As disturbing as it was to read that Sen. Don Cheeks, R-Augusta, would use his position of influence to have a convicted sex offender not register with the state's sex offenders' registry, it is not surprising. We all know that those in positions of power and authority manipulate laws.
According to the Oct. 6, 2002, Atlanta Journal-Constitution, since 1998, legislators have made at least 5,500 contacts on behalf of prisoners and parolees. The article goes on to say the custom benefits whites primarily, although Georgia's inmate population is two-thirds black.
For those of us who fight crime and advocate for victims, this is harmful to our cause, but the real tragedy in all of this is that, at a time when children need help most, lawmakers are headed in the wrong direction. If we are to reduce crime, our lawmakers must help our fight by holding offenders responsible for their actions.
We must not return to the days when political favors were the norm and killers were often returned to the black community.
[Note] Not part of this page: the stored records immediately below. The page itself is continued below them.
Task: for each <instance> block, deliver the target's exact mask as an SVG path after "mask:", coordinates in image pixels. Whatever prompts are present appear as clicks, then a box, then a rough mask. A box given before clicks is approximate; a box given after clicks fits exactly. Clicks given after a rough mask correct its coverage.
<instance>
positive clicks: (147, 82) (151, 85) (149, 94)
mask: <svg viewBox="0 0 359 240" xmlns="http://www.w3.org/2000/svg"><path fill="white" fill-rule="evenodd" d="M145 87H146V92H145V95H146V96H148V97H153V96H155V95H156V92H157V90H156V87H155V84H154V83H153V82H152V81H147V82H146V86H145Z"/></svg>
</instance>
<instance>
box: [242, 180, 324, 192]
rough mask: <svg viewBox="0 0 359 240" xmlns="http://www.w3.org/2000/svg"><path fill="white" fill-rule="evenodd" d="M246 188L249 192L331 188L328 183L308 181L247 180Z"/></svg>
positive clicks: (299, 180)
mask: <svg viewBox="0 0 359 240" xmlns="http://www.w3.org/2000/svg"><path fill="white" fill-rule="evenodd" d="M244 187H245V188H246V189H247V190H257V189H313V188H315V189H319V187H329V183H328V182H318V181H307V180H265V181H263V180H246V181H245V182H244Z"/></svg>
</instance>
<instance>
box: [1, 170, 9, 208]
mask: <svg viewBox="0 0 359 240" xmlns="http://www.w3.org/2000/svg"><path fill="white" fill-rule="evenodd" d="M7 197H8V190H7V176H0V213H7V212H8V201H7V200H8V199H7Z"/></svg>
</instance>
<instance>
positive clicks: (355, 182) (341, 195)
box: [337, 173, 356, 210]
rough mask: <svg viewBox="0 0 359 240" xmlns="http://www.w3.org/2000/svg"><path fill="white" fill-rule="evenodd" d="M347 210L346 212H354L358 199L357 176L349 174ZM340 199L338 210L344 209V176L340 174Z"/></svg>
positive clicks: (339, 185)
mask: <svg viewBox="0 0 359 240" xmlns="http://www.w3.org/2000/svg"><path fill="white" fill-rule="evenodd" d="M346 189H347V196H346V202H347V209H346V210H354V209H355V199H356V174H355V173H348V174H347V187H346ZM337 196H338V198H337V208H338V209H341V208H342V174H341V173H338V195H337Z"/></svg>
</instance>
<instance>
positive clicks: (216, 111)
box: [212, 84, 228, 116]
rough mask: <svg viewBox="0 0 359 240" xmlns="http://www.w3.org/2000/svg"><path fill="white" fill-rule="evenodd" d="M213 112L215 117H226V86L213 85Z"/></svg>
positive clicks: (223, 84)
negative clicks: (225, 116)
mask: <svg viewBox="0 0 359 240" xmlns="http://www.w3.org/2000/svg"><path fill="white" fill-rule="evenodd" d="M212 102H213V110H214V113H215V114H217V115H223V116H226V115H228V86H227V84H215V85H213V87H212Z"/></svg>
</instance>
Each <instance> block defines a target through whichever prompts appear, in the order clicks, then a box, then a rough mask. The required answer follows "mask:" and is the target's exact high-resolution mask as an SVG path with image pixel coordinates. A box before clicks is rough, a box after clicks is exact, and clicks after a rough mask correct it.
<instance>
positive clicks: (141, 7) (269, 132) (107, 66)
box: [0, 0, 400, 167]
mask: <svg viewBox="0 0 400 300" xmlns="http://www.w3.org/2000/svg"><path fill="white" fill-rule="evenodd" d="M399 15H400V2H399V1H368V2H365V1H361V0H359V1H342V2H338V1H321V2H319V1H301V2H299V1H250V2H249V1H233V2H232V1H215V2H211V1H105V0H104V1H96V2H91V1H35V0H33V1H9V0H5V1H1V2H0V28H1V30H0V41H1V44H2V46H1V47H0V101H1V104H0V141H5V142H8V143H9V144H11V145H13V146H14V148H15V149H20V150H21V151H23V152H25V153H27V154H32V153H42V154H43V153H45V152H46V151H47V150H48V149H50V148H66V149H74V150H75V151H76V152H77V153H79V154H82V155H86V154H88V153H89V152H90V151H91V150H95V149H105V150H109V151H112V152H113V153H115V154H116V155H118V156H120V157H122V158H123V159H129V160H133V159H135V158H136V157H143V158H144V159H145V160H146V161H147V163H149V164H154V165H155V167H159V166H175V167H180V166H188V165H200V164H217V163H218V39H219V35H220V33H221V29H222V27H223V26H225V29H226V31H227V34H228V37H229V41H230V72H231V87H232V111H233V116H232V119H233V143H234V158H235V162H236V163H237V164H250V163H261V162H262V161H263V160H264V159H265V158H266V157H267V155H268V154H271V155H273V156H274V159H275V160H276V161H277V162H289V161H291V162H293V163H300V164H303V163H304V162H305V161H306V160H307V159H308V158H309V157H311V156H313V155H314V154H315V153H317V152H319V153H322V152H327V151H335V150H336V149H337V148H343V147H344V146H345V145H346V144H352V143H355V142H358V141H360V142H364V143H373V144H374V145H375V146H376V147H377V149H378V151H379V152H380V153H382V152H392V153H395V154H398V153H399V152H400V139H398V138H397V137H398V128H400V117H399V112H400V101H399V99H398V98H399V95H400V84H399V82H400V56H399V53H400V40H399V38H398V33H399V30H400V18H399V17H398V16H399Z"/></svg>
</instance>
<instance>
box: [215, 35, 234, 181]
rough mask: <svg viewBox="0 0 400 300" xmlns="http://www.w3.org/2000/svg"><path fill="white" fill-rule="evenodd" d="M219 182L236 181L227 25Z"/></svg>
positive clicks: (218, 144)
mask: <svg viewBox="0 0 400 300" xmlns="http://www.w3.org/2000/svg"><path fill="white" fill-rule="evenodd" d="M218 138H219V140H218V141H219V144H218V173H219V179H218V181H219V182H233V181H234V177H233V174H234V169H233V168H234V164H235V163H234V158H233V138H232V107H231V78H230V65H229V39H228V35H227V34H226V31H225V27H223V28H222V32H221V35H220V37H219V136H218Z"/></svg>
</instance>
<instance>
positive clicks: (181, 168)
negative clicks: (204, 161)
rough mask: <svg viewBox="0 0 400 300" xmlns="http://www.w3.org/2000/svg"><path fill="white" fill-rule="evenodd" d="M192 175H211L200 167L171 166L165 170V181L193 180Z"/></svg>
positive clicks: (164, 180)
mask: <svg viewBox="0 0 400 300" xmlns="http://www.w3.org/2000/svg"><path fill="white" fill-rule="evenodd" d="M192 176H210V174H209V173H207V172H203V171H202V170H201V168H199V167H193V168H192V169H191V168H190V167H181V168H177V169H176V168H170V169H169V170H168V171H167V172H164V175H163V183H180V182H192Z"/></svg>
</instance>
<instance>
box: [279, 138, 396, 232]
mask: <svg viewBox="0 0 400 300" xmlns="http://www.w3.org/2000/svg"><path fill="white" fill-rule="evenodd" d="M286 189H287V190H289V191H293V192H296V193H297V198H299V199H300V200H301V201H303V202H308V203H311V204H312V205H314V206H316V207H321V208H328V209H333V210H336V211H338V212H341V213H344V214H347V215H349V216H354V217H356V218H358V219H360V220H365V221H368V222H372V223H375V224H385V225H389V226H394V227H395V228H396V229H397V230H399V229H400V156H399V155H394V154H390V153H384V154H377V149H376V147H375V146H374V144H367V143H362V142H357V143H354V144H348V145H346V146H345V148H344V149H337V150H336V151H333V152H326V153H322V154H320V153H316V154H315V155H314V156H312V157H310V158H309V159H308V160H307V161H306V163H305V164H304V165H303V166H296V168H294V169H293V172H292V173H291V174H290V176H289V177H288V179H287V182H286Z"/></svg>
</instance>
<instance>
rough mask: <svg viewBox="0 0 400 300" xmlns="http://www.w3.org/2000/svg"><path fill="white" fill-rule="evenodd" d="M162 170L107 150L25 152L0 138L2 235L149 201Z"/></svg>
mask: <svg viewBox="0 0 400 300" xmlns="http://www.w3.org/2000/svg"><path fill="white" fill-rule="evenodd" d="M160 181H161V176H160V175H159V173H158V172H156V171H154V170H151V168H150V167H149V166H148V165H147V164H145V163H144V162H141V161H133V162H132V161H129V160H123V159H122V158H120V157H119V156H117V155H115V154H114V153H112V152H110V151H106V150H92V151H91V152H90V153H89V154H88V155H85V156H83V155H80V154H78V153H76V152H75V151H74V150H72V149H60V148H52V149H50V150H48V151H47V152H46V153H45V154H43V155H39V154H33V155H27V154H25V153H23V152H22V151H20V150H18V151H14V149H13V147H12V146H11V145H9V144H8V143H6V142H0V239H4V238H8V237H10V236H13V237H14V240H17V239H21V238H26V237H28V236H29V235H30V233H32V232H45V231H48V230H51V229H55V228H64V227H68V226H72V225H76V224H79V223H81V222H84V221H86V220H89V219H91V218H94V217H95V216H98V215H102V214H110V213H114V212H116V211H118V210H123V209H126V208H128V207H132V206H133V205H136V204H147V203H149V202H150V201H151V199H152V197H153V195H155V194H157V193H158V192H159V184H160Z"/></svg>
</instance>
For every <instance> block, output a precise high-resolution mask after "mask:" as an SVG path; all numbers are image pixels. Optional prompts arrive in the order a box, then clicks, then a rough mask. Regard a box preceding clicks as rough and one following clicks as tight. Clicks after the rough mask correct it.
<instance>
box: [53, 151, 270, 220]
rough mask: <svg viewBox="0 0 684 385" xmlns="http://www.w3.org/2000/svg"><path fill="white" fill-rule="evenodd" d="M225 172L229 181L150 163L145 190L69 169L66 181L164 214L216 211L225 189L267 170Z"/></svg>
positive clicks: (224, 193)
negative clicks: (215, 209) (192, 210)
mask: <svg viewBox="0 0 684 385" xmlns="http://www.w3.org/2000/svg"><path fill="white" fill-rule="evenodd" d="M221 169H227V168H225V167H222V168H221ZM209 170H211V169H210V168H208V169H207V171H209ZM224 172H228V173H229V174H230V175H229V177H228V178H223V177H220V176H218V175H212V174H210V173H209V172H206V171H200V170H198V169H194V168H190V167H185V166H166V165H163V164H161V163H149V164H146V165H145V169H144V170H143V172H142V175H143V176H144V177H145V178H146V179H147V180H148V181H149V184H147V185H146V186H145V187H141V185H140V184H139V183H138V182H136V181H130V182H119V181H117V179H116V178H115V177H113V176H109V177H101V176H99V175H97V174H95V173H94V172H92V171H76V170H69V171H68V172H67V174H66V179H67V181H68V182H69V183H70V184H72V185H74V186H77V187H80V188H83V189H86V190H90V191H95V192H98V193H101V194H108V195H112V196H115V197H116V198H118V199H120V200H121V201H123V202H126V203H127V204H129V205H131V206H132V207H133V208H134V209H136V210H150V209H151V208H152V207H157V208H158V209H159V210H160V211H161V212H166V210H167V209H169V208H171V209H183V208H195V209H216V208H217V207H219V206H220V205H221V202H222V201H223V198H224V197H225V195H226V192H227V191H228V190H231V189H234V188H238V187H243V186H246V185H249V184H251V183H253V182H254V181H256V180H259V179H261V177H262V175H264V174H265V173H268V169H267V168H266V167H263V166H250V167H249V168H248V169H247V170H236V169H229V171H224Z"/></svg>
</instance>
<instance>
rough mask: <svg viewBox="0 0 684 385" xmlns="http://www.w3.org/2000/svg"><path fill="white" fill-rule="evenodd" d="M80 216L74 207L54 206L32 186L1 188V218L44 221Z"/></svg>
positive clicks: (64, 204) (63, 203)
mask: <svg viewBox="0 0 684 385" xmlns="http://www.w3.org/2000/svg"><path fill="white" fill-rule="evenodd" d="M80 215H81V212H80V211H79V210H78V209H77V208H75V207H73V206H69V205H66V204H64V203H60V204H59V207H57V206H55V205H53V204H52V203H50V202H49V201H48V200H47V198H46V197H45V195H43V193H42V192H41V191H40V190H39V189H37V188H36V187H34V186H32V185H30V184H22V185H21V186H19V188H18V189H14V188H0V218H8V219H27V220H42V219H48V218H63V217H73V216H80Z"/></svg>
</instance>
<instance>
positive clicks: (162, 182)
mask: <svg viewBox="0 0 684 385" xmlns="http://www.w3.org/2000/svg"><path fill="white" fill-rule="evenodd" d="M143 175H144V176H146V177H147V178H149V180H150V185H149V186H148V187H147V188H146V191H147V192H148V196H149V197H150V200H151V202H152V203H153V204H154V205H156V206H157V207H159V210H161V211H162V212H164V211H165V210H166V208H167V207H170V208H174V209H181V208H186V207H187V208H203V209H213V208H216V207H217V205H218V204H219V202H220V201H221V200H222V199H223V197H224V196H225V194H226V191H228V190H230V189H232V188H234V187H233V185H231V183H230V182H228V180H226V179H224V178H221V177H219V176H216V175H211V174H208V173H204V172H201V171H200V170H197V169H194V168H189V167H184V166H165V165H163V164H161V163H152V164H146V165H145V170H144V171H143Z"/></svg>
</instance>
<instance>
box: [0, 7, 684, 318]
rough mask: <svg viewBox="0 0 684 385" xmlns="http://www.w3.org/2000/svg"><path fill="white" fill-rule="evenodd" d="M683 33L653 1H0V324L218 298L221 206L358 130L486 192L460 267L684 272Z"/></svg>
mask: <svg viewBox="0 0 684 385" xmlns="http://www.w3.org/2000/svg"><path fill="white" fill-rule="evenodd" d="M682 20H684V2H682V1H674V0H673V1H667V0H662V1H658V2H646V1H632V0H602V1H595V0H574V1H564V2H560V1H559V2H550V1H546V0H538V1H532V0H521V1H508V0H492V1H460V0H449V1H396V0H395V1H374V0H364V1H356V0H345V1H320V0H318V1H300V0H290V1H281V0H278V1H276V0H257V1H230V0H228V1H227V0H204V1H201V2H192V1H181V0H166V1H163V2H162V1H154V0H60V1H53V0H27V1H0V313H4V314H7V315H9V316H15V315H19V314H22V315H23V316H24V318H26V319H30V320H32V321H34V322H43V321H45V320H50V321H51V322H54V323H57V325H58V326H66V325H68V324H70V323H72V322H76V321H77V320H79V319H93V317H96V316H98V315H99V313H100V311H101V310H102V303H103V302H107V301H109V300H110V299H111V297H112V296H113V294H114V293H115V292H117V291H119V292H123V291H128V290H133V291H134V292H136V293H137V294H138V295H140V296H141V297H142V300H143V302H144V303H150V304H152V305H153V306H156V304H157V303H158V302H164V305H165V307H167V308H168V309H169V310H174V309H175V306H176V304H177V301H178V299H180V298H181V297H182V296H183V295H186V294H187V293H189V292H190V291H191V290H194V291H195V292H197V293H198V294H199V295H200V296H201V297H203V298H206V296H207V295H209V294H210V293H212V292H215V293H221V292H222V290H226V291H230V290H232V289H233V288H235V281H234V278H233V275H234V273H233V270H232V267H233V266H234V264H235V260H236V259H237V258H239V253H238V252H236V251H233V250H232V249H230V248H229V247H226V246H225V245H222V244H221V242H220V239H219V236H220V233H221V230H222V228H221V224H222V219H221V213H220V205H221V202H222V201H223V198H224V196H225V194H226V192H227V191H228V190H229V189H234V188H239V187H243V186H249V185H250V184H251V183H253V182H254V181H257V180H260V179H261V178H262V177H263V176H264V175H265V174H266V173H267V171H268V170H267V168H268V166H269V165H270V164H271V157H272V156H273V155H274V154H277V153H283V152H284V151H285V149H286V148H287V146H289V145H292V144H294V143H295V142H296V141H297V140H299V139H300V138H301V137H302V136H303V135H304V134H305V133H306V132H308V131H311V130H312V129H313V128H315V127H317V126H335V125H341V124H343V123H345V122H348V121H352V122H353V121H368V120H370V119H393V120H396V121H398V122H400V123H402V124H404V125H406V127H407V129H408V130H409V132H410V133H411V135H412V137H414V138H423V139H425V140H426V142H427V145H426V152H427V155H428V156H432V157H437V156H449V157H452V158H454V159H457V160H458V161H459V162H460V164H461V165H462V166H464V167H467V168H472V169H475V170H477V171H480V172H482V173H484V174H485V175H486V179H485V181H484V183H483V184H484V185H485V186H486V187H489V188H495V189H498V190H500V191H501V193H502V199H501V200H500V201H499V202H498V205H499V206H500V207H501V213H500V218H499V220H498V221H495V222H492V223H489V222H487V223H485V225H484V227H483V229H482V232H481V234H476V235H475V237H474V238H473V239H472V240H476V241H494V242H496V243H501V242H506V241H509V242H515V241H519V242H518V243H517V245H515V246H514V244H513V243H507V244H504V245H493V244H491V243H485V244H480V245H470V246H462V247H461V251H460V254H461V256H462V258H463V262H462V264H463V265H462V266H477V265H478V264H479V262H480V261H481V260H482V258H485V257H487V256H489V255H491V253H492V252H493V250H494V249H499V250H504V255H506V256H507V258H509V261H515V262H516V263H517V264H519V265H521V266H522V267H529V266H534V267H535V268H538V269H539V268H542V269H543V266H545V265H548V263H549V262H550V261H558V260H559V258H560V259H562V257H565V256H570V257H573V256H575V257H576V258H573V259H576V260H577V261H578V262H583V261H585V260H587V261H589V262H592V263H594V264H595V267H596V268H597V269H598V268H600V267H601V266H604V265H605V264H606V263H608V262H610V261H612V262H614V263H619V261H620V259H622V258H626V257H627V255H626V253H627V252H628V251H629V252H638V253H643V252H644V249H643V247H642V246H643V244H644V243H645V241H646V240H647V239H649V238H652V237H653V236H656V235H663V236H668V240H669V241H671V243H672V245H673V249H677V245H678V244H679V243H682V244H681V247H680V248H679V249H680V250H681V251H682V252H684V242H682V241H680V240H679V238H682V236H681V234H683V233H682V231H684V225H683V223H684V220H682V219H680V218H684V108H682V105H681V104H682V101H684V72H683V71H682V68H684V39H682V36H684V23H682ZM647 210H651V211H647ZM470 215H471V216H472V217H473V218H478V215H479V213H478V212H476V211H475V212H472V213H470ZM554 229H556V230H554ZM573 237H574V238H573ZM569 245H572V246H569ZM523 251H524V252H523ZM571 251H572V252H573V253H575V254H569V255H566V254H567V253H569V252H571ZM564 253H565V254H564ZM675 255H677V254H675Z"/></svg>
For instance, when the white boss would go to the prosecutor and judge on Monday, following the weekend killing of a black by another black, and he would tell them not to prosecute the killer, because he needed the able body back at work to toil in the fields. This practice had a lasting effect on black people and to this day, we continue to feel the effect of political favors.
We would hate to have children be the next group of people to suffer as the result of political favors.
Barbara Thurmond, Augusta
(Editor's note: The writer is the president of Blacks Against Black Crimes, Inc.)